\usepackage{array}

Part (a)

Problem

Is \((((P\to Q)\to P)\to P)\) a tautology?

Solution

Yes, it is. To show this, we simply check the four possible truth assignment for \(P\) and \(Q\) \begin{array}{|c|c|c|c|c|c|} P & Q & (P\to Q)& ((P\to Q)\to P) & (((P\to Q)\to P) \to P)
\hline T & T & T &T & T
T & F & F &T & T\ F & T & T & F & T\ F & F & T & F & T\ \end{array} Since the given formula is true given any truth assignment for \(P\) and \(Q\), we conclude it is indeed a tautology.

Part (b)

Problem

Define \(\sigma_k\) recursively as follows: \(\sigma_0 = (P\to Q)\) and \(\sigma_{k+1} = (\sigma_k\to P\)). For which value of \(k\) is \(\sigma_k\) a tautology?

Solution

I will show that the only \(k\) for which \(\sigma_k\) is a tautology are the even \(k\geq 2\).
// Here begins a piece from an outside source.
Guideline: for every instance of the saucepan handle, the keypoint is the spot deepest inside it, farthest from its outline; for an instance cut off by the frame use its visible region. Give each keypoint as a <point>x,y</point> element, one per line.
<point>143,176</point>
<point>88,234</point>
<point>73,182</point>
Suppose that \(\sigma_k\) is a tautology for some \(k\), then we have the following truth table: \begin{array}{|c|c|c|c|c|c|} P & Q & \sigma_k& \sigma_{k+1}= (\sigma_k\to P) & \sigma_{k+2} = (\sigma_{k+1}\to P)
\hline T & T & T &T & T
T & F & T &T & T\ F & T & T & F & T\ F & F & T & F & T\ \end{array} The truth table reveals that \(\sigma_{k+2}\) is also a tautology, and that \(\sigma_{k+1}\) is not.

Since part (a) showed that \(\sigma_2\) is a tautology, we then have that \(\sigma_4,\sigma_6,\sigma_8,\ldots\) are tautologies, and that \(\sigma_3,\sigma_5,\sigma_7,\ldots\) are not.

All that is left to check are \(\sigma_0\) and \(\sigma_1\). \(\sigma_0 = (P\to Q)\) and \(\sigma_1 = ((P\to Q)\to P\) are clearly not tautologies as showin in the truth table from part (a).

Therefore, the only \(k\) for which \(\sigma_k\) is a tautology are the even \(k\geq 2\).